Mayor Cooper, the former council president, was sworn in following the resignation of former Mayor Kenneth Boswell, who left the office to take an appointment by Governor Kay Ivey as the director of the Alabama Department of Economic and Community Affairs. He looks back on the ceremony with pride and appreciation for the support from family, friends and the people of Enterprise.
"I am honored that I have been given this wonderful opportunity to now serve as the mayor of the city that I love," he said. "I have served this city as a councilman for many years, and the knowledge I have gained will be a valuable asset as we move forward together," said the new mayor, who was elected to seven terms as councilman for District 1. He was the first African-American to serve on the city council.
"Being the first African-American mayor is a huge honor for me," he said. The mayor said he had no idea that when he met the Rev. Martin Luther King Jr, during the 1960s when he attended Alabama State University that he would one day be the mayor of a great city.
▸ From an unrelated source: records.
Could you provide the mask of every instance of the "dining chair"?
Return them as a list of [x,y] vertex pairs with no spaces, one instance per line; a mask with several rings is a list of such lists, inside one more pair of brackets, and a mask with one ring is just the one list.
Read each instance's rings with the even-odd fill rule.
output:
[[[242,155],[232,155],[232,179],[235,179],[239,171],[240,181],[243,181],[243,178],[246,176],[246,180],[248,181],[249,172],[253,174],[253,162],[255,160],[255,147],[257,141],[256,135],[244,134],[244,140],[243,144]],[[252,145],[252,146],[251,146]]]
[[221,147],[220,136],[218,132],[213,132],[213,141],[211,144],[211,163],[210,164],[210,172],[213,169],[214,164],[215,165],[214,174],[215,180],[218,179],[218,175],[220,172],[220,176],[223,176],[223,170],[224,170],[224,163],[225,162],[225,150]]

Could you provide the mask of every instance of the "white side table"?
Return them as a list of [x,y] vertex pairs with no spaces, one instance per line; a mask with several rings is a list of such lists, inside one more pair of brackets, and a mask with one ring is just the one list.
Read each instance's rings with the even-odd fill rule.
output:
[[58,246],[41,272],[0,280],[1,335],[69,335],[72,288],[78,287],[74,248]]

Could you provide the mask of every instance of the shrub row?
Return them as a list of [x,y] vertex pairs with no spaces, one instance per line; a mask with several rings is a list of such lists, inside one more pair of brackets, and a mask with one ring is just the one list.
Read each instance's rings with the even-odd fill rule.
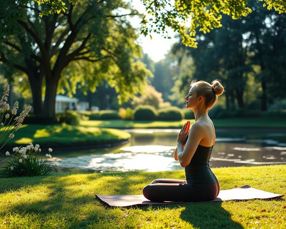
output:
[[[19,113],[19,112],[18,112]],[[5,111],[11,115],[10,111]],[[209,112],[211,118],[225,118],[231,117],[272,117],[286,118],[286,110],[268,111],[240,109],[235,111],[226,110],[221,106],[215,106]],[[17,114],[17,116],[18,115]],[[138,120],[178,120],[184,119],[195,119],[193,112],[189,109],[181,109],[175,106],[170,106],[156,110],[149,105],[140,105],[134,110],[130,107],[121,108],[118,112],[115,110],[76,111],[68,110],[66,112],[57,112],[57,121],[58,123],[66,123],[71,125],[78,125],[80,120],[95,120],[122,119]],[[34,114],[28,114],[23,124],[53,124],[52,118],[43,116],[36,116]]]

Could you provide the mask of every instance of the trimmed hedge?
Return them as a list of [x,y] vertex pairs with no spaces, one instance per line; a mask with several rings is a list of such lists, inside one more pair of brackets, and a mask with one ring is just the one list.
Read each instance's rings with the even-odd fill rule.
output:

"I am here to work hard for all the citizens so we can continue the progress our city has enjoyed over the years," he said.
Boards & Committees
As a council member, Mayor Cooper served on many boards and committees that have been instrumental in the city's growth, including the Board of Directors of the Enterprise Chamber of Commerce and the Wiregrass Economic Development Board. He also served as chairman of the Board of the Coffee-Geneva County Education Federal Credit Union and as president of the Alabama State Alumni Association. He is on the Deacon Board at Friendship Baptist Church.
Education & Economic Development
Mayor Cooper, a native of Dothan, graduated from Alabama State University with degrees in education and music education. He also holds a Master of Music Education degree and a Music Education Administration and Supervision degree. He is known by thousands of young people who attended Enterprise City Schools as the band director at Coppinville Junior High School, where he served for 43 years.
The new mayor continues to be keenly interested in the well-being and education of young people and supports aggressive economic development and industry recruitment in order to build jobs for young adults, and men and women already in the workforce who seek stable incomes.
While he looks toward future enhancements and improvements in the city, he is also proud of past accomplishments of the city administration while he served on the council, including hundreds of jobs, a massive street resurfacing project, construction of a new civic center and a farmers market and helping the school system fund new construction.